When I asked if the Polk Woodbourne one-piece audio system, discussed earlier here, can be used as a soundbar, the answer was yes,since it includes at least one digital input and can decode Dolby Digital. At it's $599 price, that's a bonus likely to be useful to the right customers. The white grille cloth, however, might be better in black in that application.
Here's a front shot of the Theta Supernova preamp-processor covered in an earlier blog. It should sell for around $10K, just a bit more than half the cost of a fully configured Theta Casablanca. The only open question appears to be if the Supernova will offer the same advanced room correction that will grace the Casablanca. My vote is yes, it should.

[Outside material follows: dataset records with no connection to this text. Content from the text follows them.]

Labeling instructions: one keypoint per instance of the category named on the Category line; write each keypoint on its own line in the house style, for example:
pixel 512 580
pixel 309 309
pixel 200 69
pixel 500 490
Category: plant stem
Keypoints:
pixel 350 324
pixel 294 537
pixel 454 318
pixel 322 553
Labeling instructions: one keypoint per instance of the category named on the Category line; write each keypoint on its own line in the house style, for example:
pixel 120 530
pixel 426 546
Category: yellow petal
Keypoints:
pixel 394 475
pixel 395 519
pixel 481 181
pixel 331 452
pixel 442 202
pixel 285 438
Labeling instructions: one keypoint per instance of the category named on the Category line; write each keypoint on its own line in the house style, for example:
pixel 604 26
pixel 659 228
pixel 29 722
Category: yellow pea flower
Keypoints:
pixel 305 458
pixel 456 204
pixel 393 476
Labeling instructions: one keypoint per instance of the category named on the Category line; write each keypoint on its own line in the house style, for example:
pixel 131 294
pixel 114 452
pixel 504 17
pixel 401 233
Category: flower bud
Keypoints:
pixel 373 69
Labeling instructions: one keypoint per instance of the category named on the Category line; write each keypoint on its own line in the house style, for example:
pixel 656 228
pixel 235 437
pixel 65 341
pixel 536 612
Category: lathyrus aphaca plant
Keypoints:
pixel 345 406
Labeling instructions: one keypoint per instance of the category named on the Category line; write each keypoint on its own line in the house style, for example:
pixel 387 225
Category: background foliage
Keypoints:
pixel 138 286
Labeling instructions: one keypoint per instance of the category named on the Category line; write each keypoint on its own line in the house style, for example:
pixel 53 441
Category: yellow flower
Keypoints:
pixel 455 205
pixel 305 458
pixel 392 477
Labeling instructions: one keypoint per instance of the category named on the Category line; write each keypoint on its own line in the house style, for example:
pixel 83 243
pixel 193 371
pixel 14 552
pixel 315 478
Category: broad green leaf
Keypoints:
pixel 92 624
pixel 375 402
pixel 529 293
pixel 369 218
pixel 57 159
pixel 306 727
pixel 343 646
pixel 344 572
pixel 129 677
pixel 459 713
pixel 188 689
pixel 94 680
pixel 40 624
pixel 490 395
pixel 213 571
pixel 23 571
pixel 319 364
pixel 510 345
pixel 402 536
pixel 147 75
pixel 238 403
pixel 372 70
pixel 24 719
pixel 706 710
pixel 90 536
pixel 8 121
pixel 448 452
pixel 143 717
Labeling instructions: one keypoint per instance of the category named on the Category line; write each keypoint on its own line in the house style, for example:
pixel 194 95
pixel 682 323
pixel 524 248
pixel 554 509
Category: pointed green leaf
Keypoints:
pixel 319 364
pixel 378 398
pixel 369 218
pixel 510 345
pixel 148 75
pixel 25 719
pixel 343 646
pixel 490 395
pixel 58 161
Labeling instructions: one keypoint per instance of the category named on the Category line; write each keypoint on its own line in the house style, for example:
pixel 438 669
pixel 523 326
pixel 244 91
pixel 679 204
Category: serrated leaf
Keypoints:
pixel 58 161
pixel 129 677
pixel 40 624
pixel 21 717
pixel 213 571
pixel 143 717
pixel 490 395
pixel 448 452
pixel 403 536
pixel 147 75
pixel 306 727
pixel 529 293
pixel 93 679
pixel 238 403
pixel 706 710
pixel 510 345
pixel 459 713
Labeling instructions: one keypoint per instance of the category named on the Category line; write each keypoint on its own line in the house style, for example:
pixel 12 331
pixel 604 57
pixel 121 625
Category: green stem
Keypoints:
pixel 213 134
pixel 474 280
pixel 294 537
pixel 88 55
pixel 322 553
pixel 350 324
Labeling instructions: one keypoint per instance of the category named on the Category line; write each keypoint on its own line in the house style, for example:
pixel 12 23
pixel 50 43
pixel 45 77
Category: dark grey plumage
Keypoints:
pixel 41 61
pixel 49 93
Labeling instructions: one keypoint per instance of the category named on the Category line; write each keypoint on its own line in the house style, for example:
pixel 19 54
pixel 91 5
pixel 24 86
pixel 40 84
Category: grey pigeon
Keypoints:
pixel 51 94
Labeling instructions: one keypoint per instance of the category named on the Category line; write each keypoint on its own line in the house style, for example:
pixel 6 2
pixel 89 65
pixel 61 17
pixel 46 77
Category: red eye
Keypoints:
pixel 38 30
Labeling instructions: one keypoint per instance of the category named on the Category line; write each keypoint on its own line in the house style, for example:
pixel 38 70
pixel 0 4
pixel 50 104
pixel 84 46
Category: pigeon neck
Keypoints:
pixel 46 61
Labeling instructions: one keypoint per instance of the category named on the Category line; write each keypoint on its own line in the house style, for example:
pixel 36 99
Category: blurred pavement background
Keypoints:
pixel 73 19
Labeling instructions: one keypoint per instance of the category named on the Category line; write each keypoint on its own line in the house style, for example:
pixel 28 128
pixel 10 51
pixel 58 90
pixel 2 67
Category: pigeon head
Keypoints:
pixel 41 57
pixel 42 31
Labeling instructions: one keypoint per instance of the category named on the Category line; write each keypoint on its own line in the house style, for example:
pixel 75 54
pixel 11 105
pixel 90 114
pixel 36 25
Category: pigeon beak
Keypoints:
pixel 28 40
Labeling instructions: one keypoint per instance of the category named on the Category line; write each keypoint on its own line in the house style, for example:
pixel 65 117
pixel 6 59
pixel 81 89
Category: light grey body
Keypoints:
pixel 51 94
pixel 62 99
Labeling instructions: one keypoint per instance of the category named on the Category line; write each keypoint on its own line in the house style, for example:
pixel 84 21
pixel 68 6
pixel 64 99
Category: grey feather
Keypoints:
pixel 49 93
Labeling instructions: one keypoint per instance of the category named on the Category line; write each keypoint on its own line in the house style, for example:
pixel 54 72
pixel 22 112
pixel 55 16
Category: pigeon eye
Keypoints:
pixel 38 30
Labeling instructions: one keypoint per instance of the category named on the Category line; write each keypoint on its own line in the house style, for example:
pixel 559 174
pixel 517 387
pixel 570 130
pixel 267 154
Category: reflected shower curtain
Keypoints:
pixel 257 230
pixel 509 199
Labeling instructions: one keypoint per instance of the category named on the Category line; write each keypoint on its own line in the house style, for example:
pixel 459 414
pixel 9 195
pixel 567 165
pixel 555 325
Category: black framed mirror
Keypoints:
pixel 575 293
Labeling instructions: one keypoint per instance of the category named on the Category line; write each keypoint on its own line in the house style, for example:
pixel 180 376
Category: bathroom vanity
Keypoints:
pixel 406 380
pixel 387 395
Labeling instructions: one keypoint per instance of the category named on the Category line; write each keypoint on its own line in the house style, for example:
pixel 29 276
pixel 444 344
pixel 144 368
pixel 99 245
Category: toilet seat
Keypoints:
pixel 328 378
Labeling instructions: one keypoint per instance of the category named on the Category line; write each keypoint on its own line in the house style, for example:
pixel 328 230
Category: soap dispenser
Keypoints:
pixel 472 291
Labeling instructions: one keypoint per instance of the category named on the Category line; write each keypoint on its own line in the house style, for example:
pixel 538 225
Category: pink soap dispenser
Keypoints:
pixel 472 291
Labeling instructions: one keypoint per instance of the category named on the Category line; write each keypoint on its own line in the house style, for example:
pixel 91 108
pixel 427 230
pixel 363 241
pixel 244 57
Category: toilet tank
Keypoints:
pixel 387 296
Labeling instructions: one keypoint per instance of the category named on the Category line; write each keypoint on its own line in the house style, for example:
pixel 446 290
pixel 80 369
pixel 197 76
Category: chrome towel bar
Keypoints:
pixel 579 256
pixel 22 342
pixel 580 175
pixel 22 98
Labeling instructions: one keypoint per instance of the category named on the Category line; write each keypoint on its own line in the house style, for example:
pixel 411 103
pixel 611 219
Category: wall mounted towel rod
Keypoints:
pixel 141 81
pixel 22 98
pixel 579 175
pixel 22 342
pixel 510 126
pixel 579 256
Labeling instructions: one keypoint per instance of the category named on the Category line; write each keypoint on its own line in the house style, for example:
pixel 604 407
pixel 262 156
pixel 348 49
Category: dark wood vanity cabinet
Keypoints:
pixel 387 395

The Habitat1 powered subwoofer from REL is not only wireless (meaning that no wired connection is needed to your AVR, though of course you must plug it into the wall!) but is designed to fit inconspicuously against the wall. There are two active 6.5-inch drivers, a 10-inch passive radiator, and 200W of amplification. More than one may be daisy chained together if desired. The passive radiator sits in the back and given space to breathe by spacers that separate the enclosure from the wall by an inch or so. A stand will also be available to those who don't wish to drill holes in their walls. $2000, available in April.

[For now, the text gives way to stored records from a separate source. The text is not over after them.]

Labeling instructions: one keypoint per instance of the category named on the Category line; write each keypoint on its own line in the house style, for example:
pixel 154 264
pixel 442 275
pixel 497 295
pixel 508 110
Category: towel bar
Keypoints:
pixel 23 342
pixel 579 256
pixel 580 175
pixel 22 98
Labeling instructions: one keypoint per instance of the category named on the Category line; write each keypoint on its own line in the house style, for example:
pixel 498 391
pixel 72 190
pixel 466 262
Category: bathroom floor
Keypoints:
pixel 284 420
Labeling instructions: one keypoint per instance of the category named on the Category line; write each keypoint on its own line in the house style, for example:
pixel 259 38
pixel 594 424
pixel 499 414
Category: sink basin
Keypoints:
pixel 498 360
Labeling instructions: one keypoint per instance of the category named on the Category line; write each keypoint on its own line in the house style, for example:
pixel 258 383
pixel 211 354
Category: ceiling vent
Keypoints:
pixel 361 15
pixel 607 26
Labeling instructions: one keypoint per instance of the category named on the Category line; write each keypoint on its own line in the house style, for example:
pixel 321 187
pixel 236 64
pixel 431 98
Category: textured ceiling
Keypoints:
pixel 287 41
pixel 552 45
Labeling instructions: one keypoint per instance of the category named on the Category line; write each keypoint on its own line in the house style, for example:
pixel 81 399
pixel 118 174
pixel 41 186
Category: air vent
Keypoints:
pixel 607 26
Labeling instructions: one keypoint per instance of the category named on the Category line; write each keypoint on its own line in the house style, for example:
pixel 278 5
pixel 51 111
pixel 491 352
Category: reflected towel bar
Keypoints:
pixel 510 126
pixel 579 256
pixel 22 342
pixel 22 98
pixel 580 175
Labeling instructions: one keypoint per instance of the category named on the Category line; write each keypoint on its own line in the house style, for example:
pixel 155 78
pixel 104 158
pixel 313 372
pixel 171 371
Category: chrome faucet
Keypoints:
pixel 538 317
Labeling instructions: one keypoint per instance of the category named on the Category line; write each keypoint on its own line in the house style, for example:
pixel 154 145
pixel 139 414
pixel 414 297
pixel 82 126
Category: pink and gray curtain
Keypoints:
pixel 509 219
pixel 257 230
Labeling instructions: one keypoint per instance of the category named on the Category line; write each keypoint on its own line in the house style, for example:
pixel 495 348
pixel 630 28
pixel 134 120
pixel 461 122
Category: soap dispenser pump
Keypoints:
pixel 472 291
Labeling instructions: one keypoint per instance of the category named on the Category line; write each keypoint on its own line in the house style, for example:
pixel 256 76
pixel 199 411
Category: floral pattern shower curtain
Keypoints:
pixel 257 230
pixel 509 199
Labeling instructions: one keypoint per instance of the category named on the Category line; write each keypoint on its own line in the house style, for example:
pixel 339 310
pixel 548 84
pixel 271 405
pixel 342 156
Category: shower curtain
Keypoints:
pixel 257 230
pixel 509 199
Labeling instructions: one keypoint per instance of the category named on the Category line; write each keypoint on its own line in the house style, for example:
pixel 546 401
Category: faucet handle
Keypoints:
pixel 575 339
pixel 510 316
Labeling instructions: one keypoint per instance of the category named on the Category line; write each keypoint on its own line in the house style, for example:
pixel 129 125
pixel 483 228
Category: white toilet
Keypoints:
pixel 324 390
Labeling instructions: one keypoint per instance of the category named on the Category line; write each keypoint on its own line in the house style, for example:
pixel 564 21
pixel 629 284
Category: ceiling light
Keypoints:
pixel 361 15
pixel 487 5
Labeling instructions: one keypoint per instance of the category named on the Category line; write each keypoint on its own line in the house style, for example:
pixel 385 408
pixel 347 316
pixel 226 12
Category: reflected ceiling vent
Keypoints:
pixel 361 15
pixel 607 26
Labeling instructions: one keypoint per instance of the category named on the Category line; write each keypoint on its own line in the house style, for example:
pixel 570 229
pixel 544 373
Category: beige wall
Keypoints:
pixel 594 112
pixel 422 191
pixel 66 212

The upcoming Samsung OLED was discussed earlier in this report (scroll further down) but the flat version, at least (a Samsung curved OLED is shown here) may sport a unique feature. It can display two totally different 3D programs on the screen simultaneously. These images are then separated out by using 3D-like active glasses that pass only the program the individual wants to watch. But how can it do this and still maintain full 1920 x 1080 resolution? Because the glasses alternate twice as fast as they normally would. That means that the images must flash on the screen twice as fast as on an ordinary 3D set. They can only do this because OLEDs can switch blindingly fast. The demo we saw worked flawlessly,though the issue of isolating the sound effectively is still open. This means that in addition to brilliant color, inky blacks (the light from the OLEDs can switch off instantaneously at the pixel level when required), and off-axis performance equal to plasma, there should be no more motion blur on an OLED HDTV than is present in the source.

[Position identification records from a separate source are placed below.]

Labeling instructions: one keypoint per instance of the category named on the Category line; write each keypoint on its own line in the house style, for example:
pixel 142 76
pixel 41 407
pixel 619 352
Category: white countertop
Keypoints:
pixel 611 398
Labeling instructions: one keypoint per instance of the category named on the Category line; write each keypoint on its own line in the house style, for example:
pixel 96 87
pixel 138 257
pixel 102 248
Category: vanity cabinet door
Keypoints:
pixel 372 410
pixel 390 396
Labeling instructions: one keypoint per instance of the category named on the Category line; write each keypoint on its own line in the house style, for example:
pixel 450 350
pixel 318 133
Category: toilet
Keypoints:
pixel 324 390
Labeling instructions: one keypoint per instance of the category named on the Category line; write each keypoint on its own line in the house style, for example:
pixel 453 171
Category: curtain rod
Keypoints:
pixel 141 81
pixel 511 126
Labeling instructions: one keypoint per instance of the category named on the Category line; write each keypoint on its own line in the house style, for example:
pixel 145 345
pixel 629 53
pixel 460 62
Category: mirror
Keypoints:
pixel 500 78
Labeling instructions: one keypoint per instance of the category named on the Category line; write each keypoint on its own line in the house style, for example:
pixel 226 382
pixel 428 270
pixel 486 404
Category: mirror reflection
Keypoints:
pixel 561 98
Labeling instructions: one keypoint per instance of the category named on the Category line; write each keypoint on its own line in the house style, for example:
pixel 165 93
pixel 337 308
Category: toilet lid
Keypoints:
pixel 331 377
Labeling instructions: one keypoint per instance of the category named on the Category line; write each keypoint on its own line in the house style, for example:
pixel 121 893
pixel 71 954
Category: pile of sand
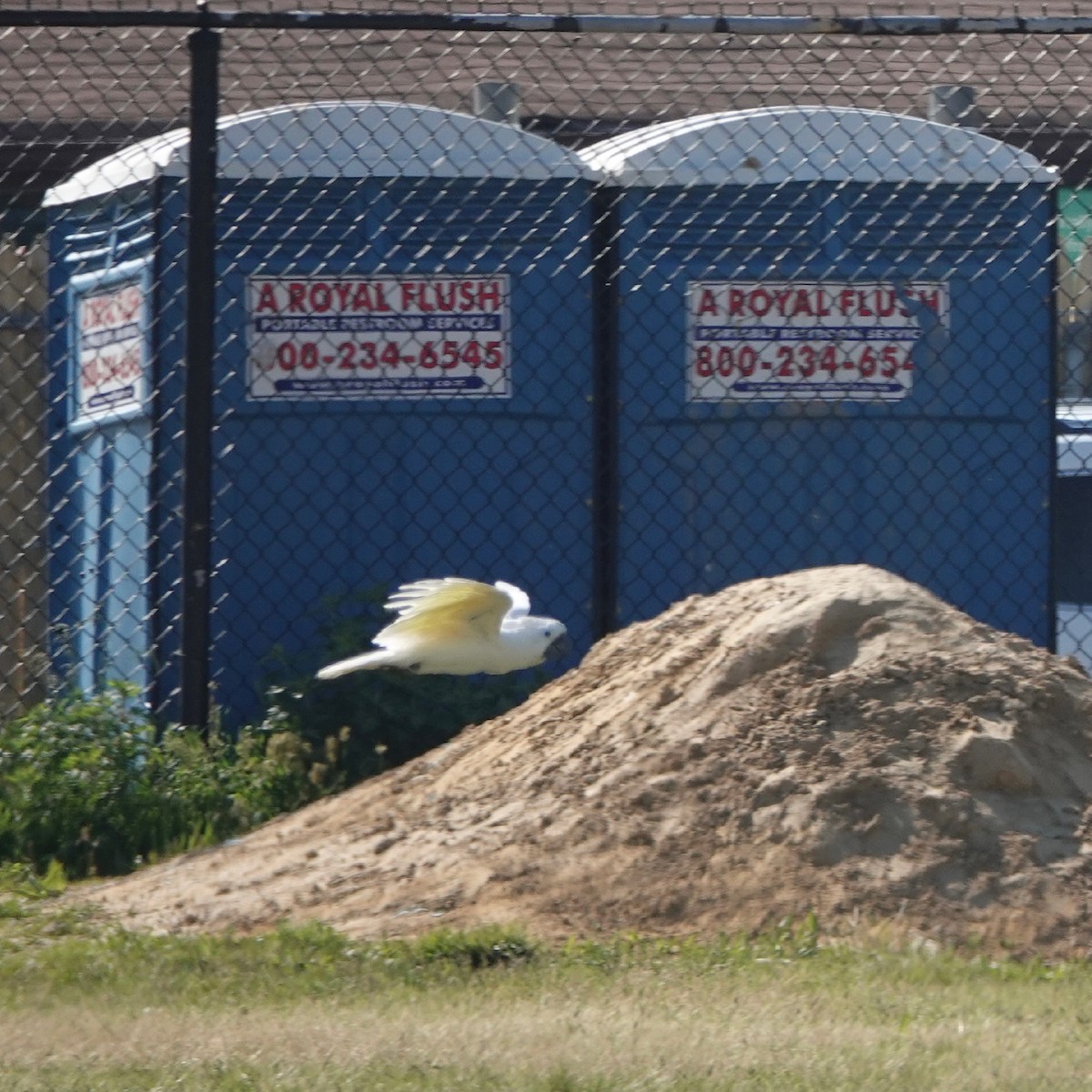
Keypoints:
pixel 835 740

Samsung's new F8500 plasma sets have been redesigned to provide not only darker blacks but brighter whites as well. In a darkened room demo (not the room in the photo!), a comparison with last year's Samsung plasma was convincing, and we hope to get our hands on one to confirm it when the sets become available about mid year.
Also on display was the full range of Samsung's new LED-LCD sets. Shown is the F8000, available in a range of sizes up to 75-inches, it's said to offer much improved black levels with Samsung's Precision Black and Micro Dimming Ultimate (zone edge dimming). In a press demo in the same private, darkened room in which we saw the F8500 plasma, it did seem to have admirably rich blacks.
Sony was the only Ultra HD 4K exhibitor that showed a still of a newspaper page in both standard HD and 4K Ultra HD. The photo shown here (standard HD) and below (4K) only show a very small area of the screen.
The color shift you may see here and above, plus moire, are the likely result of my camera's pixels strobing with the pixels on your screen. But other than cropping and identical downscaling, no other processing was performed on the photos here and above. The improved clarity of 4K version here is impossible to miss even after the photos were reduced so they could be used in our blog format. The differences were even more obvious in person.
Times change. The once illustrious speaker brands Klipsch, Jamo, and Energy now belong to conglomerate VOXX (along with RCA, AR, and others). This lonely kiosk on the main convention center floor didn't look too encouraging, given the vitality of those brands at past shows. At the Venetian, where most of the audio exhibits are held, things looked slightly better. I'd expect the Klipsch name to be kept relatively sacrosanct, and there were some nice looking Jamo floor-standers on static display. But the Energy Demo was relegated to a modest-looking sound bar.